Sheltered between the Museum of London roundabout and St Paul’s Cathedral is Postman’s Park, also home to the Memorial to Heroic Self-Sacrifice. Built in 1880 over a former churchyard, the country’s first purpose-built Post Office was nearby, and this is where posties would come for a breather. Nowadays you’re more likely to see frazzled office workers and Deliveroo drivers, but regardless of the skyscrapers that emerge around it, as the largest park in the city it remains a firm favourite for a spot of calm away from the snarl of traffic.
Quiet spots in London are a lottery – you never know whether someone will bumble along to disrupt the peace. The Royal Foundation of St Katharine – which has religious ties dating back to the twelfth century – is housed in a Georgian vicarage and, among other things, offers Quiet Days. These are usually hosted by someone with religious links who speaks on a chosen topic, so if you’d rather just have a space to reflect without any religious involvement, try one of their Open Reflective Days. A £25 ticket gets you morning coffee and pastries, a sandwich lunch, an afternoon pot of tea and cake and free use of their calming oasis, where you can be still and quiet.
The Southbank may be crawling with people night and day, but the library tucked away in the Royal Festival Hall isn’t. A soothing space that got a redesign last year, it houses one of the most comprehensive collections of poetry in Britain.

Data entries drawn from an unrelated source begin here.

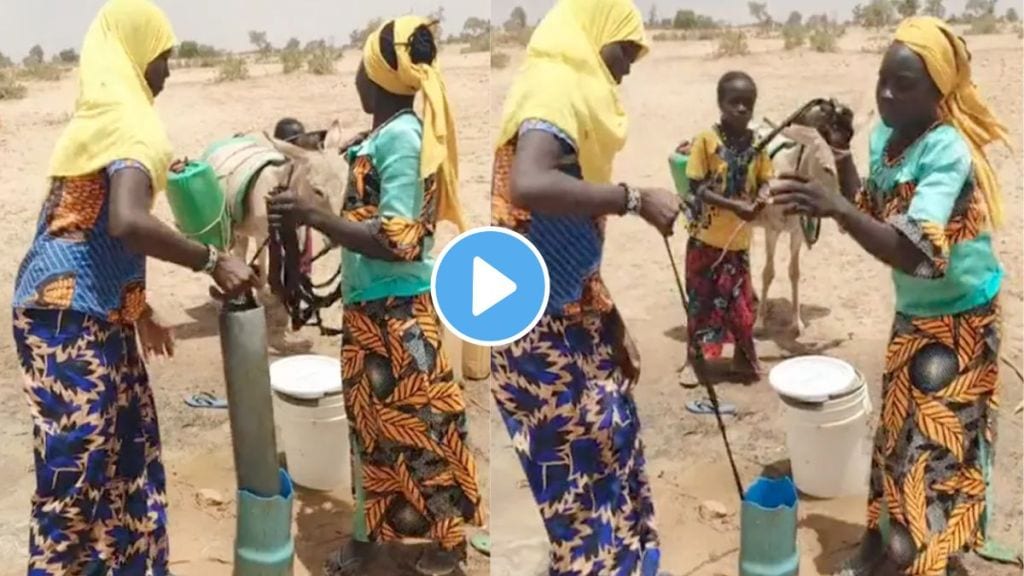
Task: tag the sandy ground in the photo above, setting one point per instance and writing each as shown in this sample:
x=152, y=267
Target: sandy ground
x=197, y=443
x=847, y=299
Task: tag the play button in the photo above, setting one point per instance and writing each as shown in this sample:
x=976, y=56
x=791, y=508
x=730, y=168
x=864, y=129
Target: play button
x=491, y=286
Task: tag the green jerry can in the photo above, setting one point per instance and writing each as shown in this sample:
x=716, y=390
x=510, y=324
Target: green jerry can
x=199, y=204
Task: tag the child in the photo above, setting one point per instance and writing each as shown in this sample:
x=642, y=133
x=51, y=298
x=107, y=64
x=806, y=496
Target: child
x=730, y=181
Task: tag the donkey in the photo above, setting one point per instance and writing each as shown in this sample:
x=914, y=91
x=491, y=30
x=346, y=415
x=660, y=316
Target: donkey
x=803, y=148
x=803, y=151
x=250, y=169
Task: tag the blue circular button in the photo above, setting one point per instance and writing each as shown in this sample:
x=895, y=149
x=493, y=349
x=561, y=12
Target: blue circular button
x=491, y=286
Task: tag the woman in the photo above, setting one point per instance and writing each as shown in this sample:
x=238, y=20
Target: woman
x=927, y=210
x=407, y=411
x=563, y=389
x=80, y=311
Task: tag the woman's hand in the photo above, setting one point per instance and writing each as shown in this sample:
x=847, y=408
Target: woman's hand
x=796, y=195
x=155, y=336
x=290, y=207
x=232, y=277
x=660, y=209
x=354, y=140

If poetry isn’t really your thing, the atmosphere certainly will be: located on the fifth floor, there are tables and quiet areas where you can sit down, read or relax far above the crowds.
There’s a hint of wildness about the Southwark Woods. There are wildflower lanes and untamed trees – you’re unlikely to find manicured beds of pansies. But that’s what makes it all the more enchanting: a truly wild, and seemingly secret, place with hawthorn trees and brambles. There’s a campaign to save it from being bulldozed to create more burial plots, so enjoy this dreamy place while you can.

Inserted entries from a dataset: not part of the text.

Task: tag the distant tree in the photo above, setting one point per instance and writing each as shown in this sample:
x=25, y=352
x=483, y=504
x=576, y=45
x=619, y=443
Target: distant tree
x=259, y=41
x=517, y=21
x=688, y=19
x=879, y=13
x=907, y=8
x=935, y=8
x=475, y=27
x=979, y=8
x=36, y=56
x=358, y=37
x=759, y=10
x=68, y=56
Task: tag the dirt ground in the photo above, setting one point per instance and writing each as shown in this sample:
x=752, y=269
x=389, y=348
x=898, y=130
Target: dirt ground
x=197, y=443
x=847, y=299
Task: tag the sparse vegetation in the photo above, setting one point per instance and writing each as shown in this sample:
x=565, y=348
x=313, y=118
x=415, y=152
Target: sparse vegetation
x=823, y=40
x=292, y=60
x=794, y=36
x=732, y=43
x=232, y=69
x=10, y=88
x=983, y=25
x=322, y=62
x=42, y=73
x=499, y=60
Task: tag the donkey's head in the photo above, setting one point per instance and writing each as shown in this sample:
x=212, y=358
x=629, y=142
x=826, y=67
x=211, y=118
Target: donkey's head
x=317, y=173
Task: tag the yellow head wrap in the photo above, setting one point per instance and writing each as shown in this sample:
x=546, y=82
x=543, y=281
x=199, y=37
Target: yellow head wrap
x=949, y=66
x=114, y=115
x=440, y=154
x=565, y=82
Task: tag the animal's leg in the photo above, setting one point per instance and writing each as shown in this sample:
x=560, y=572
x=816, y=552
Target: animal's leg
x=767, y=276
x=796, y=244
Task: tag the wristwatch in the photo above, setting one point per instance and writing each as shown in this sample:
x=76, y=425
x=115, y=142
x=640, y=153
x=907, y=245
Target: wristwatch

For such a small spot, St Dunstan-in-the-East has been through a lot; the twelfth-century church was almost wrecked in the Great Fire of London of 1666, but Sir Christopher Wren added a tower and steeple in an attempt to patch it up. It was damaged again in the Blitz of 1941, but Wren’s creation remains standing and now nature is reclaiming the ruins granting it a beautiful half-forgotten, peaceful atmosphere, with climbers running up entire walls. Although it’s right near a Premier Inn, its location in the back streets means most people don’t know it’s there. At any time, it promises to be a pretty spot to stop and think.
The first temple of its kind to be built in the UK, this red-roofed haven is moments away from Wimbledon Common. It’s a Thai Buddhist temple but anyone is welcome to visit the temple or walk around in the grounds, and the sanctuary garden is a top spot for quiet. No one speaks in a raised voice around here, and there are little signs with positive thoughts and affirmations. They also hold regular meditation classes and silent retreats.
Book-related places breathe out calm, thoughtful vibes by their nature. While the British Library and the reading room at the Wellcome Trust remain firm, if obvious, favourites, a rising contender is Word on the Water, the 1920s Dutch barge that has been converted into a floating bookshop. Located on Granary Square (arguably a quiet spot unto itself as long as you stick to the canal away from the water fountains), it offers a polar opposite experience to the sprawl and stress around the station.